Winona patted the hand of Miss Whipple,
an able hand suggesting that of Spike in its texture
and solidity.
“That’s ever so nice of
you, but I know all about myself. Spike’s
eyes are gone, but that bird is going, too.”
“Why not let me take the poor
old thing?” said Juliana. “It can
say ‘pretty girl’ to me and laugh its
head off if it wants.” She hung a moment
on this, searching Winona’s face with clear eyes.
“I have no blind husband,” she finished.
“You’re a dear,” said Winona.
“I’m so glad for you,” said Juliana.
“I must guard him in so many
ways,” confided Winona. “He’s
happy now he’s forgotten for the
moment. But sometimes it comes back on him terribly what
he is, you know. I’ve seen him over there
lose control want to kill himself.
He says he can’t help such times. It will
seem to him that someone has shut him in a dark room
and he must break down its walls break
out into the light. He would try to break the
walls down like a caged beast. It wasn’t
pretty. And I’m his eyes and all his life,
and no old bird is ever going to set him thinking I’m
not perfectly beautiful. That’s the plain
truth. I may lie about it myself to him pretty
soon. I might as well. He only thinks I’m
being flirty when I deny it. Oh, I know I’ve
changed! Sometimes it seems to me now as if I
used to be well, almost prudish.”
“My dear, he knows better than
you do, much better, how beautiful you are. But
you’re right about the bird. I’ll
take him gladly.” She reflected a moment.

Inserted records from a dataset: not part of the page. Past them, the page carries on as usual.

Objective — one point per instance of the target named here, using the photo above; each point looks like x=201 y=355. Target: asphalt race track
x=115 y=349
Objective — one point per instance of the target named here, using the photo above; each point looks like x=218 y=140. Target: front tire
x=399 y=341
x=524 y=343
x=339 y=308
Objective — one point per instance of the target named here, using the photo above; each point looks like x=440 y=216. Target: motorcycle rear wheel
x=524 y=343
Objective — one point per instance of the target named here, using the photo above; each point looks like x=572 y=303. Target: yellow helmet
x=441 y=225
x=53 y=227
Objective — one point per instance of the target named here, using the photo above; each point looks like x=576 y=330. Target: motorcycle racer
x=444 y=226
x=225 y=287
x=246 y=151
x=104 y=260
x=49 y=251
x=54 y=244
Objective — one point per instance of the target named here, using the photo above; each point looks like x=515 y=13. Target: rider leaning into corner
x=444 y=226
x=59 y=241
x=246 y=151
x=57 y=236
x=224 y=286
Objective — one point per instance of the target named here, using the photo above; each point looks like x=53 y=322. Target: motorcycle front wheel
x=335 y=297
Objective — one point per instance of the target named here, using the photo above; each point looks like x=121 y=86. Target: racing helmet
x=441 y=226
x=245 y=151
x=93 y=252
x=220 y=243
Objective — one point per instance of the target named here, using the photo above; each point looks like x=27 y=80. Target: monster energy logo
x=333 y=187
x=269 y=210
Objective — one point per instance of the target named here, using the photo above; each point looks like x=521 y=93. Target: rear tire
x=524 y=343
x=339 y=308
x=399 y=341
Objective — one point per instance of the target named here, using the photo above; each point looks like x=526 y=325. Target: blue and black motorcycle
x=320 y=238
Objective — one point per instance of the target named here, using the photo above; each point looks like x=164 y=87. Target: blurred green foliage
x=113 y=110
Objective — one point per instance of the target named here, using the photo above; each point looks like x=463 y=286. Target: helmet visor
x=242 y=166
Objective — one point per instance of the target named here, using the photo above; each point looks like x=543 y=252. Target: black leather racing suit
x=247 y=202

“There’s a fine place for the cage in my
room on my hope chest.”
“You dear!” said Winona.
“Of course I couldn’t have killed it.”
Downstairs ten minutes later Winona,
the light of filial devotion in her eyes, was explaining
to her father that she was giving the parrot away
because she had noticed that it annoyed him.
The judge beamed gratitude.
“Why, it’s right thoughtful
of you, Winona. It does annoy me, kind of.
That miserable Dave Cowan’s taught it some new
rigmarole no meaning to it, but bothersome
when you want to be quiet.”
Even in the days of her white innocence
Winona Penniman had not been above doing a thing for
one reason while advancing another less personal.
She had always been a strange girl.
Juliana took leave of Spike.
“You have a lovely wife,”
she told him. “It isn’t going to be
too hard for you, this life.”
“Watch us!” said Winona.
“I’ll make his life more beautiful than
I am.” Her hand fluttered to his shoulder.
“Oh, me? I’ll be all right,”
said Spike.
“And thank you for this wonderful bird,”
said Juliana.
She lifted the cage from its table
and went slowly toward the gate. The parrot divined
that dirty work was afoot, but it had led a peaceful
life and its repertoire comprised no call of alarm.
“Pretty girl, pretty girl, pretty
girl!” it shrieked. Then followed its harshest
laugh of scorn.
Juliana did not quicken her pace to
the car; she finished the little journey in all dignity,
and placed her burden in the tonneau.
“Pretty girl, pretty girl!”
screamed the dismayed bird. The laugh was long
and eloquent of derision.
Dave Cowan reached the Penniman gate,
pausing a moment to watch the car leave. Juliana
shot him one swift glance while the parrot laughed.
“Who was that live-looking old
girl?” he demanded as he came up the steps.
“Oh!” he said when Winona told him.
He glanced sympathetically after the
car. A block away it had slowed to turn a corner.
The parrot’s ironic laughter came back to them.
“Yes, I remember her,”
said Dave, musingly. He was glad to recall that
he had once shown the woman a little attention.